0

We are doing a project with a shiny app that involves scraping and downloading dataframes from a website. We have the following problem: It works on some computers and not others. We have the same packages versions, and we did not do too many requests... It is not linked with whether it is on windows of mac, as it works on some windows and some macs but not others. Do you have any idea ? Could it be in the connexion settings ? It is not linked with the wifi network, we tried on the same wifi...

Upon request here is the code and the error messages :

This function is the one we call directly:

scraping_function <- function(search_terms, subreddit, 
                               sort_by , time_frame){
  
  exctracted_link <- reddit_urls_mod(search_terms, subreddit, 
                                     sort_by , time_frame)
  
  exctracted_data <- reddit_content(exctracted_link[,5])
  
  exctracted_data[,13] <- cleaning_text_function(exctracted_data[,13])
  
  return(exctracted_data)
}

These are the functions that this function calls :

  1. extracting the URLS:
reddit_urls_mod<- function (search_terms = "", subreddit = "",
                            sort_by = "", time_frame= "")
{

  if (subreddit == ""){
    subreddit <- NA
  }

  if (search_terms == ""){
    search_terms <- NA
  }

  if (!grepl("^[0-9A-Za-z]*$", subreddit) & !is.na(subreddit) ) {
    stop("subreddit must be a sequence of letter and number without special characters and spaces")
  }

  regex_filter = ""
  cn_threshold = 0
  page_threshold = 15
  wait_time = 1

  cached_links = data.frame(date = as.Date(character()),
                            num_comments = numeric(),
                            title = character(),
                            subreddit = character(),
                            URL = character(),
                            link = character())

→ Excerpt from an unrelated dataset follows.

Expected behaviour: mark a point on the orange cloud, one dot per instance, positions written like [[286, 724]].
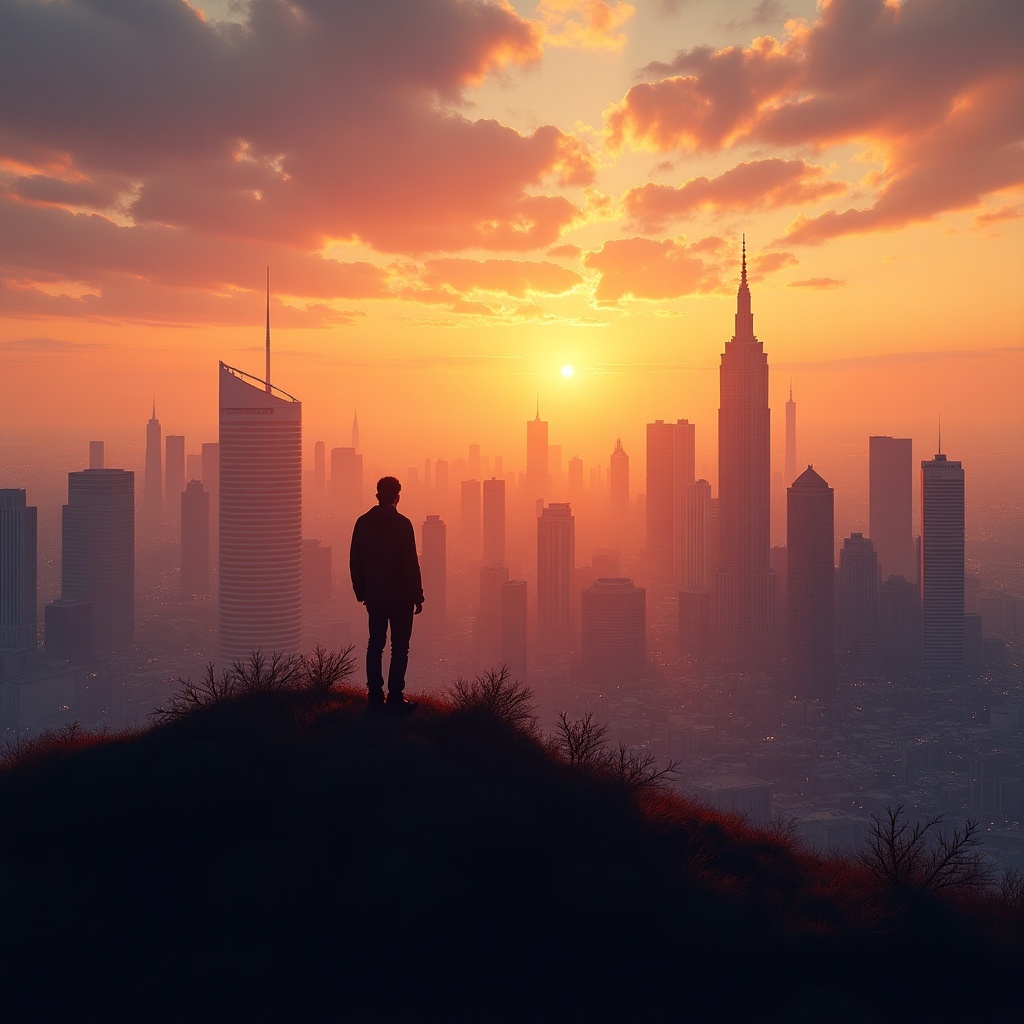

  if (sort_by != "front_page"){

    if (!grepl("^comments$|^new$|^relevance$|^top$|^front_page$", sort_by)) {
      stop("sort_by must be either 'new', 'comments', 'top', 'relevance' or 'front_page'")
    }

    if (!grepl("^hour$|^day$|^week$|^month$|^year$|^all$", time_frame)) {
      stop("time_frame must be either 'hour', 'day', 'week', 'month', 'year or 'all'")
    }


    sterms = ifelse(is.na(search_terms), NA, gsub("\\s", "+",search_terms))

    subreddit = ifelse(is.na(subreddit), "", paste0("r/", gsub("\\s+","+", subreddit), "/"))

    sterms = ifelse(is.na(sterms), "", paste0("q=", sterms, "&restrict_sr=on&"))
    sterms_prefix = ifelse(sterms == "", "new", "search")
    time_frame_in = ifelse(is.na(search_terms), "", paste0("t=",time_frame,"&"))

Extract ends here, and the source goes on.